Over the past two decades, a high prevalence of marijuana use has been reported among individuals suffering with psychotic and affective disorders. This review of the literature on co-morbid diagnoses reveals that these are problems with elucidating the relationship between psychiatric disorders and substance abuse, applying DSM-IV guidelines for diagnosing co-morbid disorders and pharmacological approaches to the treatment of these disorders.150-152 Despite substantial research gathered on co-morbid diagnoses, much remains to be done in order to understand the neuropath logical substrates of these disorders. Because experts from various fields have not come together, it has been somewhat difficult to understand the initial impact that marijuana use might have on affective and schizophrenic disorders.

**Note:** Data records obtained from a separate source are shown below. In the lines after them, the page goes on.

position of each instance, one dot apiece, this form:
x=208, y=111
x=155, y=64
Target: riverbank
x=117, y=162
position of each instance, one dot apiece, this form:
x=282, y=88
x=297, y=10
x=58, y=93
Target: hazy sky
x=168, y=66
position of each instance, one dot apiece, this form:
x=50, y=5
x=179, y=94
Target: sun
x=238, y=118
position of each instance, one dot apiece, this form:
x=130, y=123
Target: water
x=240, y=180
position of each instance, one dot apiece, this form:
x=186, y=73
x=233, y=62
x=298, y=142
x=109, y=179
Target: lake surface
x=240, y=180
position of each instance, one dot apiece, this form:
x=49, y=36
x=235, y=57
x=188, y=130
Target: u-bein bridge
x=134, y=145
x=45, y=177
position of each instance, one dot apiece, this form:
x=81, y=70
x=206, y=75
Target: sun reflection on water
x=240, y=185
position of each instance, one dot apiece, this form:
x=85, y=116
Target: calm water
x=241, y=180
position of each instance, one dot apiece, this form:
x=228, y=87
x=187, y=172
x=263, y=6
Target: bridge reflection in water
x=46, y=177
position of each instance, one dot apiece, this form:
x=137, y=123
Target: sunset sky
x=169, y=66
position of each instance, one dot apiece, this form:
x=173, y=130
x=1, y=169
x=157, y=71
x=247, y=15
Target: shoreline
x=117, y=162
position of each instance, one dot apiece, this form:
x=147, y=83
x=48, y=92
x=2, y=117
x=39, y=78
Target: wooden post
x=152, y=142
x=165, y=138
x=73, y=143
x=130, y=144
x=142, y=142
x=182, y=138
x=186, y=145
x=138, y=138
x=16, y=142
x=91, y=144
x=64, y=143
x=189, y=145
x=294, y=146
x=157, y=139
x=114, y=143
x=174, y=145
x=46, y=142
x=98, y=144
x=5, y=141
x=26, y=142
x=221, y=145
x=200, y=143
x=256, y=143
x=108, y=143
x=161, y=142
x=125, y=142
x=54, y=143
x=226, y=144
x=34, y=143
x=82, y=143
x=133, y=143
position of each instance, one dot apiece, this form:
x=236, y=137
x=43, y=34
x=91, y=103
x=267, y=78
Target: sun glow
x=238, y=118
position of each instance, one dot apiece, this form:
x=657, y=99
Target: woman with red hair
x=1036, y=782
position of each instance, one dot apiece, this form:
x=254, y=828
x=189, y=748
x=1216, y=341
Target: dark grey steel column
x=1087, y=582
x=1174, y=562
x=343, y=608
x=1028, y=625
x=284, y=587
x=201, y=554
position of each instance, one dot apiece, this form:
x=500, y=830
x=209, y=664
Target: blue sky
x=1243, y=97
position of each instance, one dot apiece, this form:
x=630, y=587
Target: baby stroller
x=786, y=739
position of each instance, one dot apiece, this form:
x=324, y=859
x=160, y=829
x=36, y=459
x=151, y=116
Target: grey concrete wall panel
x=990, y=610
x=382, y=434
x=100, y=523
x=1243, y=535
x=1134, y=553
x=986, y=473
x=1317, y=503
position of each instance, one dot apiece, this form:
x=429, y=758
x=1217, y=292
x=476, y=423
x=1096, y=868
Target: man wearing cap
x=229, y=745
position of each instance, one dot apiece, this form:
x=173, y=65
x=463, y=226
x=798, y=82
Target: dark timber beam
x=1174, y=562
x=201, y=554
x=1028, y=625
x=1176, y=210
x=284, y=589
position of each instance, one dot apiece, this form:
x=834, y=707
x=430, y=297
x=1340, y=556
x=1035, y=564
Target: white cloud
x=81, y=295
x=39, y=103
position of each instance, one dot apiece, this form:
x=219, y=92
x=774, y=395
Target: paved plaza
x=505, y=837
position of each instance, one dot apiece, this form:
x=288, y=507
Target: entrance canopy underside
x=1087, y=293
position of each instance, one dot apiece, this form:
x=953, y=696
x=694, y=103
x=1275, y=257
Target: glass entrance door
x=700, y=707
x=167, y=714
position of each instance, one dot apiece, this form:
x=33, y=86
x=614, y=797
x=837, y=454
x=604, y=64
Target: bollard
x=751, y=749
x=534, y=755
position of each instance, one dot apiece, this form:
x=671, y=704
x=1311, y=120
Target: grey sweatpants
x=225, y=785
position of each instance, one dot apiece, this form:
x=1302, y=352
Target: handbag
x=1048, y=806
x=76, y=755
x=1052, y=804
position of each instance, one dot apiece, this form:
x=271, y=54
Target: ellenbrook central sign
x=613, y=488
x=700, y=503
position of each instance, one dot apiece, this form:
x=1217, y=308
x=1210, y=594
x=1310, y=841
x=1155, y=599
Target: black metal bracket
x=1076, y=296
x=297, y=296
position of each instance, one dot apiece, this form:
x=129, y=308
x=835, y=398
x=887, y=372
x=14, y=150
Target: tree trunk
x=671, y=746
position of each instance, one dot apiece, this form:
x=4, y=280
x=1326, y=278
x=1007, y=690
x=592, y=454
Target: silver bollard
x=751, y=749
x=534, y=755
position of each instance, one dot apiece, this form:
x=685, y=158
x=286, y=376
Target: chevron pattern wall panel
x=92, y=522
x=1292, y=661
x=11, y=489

For example, how does marijuana exacerbate clinical symptoms like psychosis and depression? Are these related to cannabis-induced compromise neurobehavioral performances, cerebral perfusion and electrophysiological alterations.153-154 Unfortunately, there is very little written on the underlying mechanisms that contribute to the functional impairments of patients with comorbid diagnoses. Possibly, this gap has a lot to do with bridging diagnoses and treatment effectiveness. Thus, allocating more research funds to this major public health issue will heighten awareness and potentially, revolutionize the care of these patients.
This research is supported by the DHHS/NIH/NIDA Intramural Research program.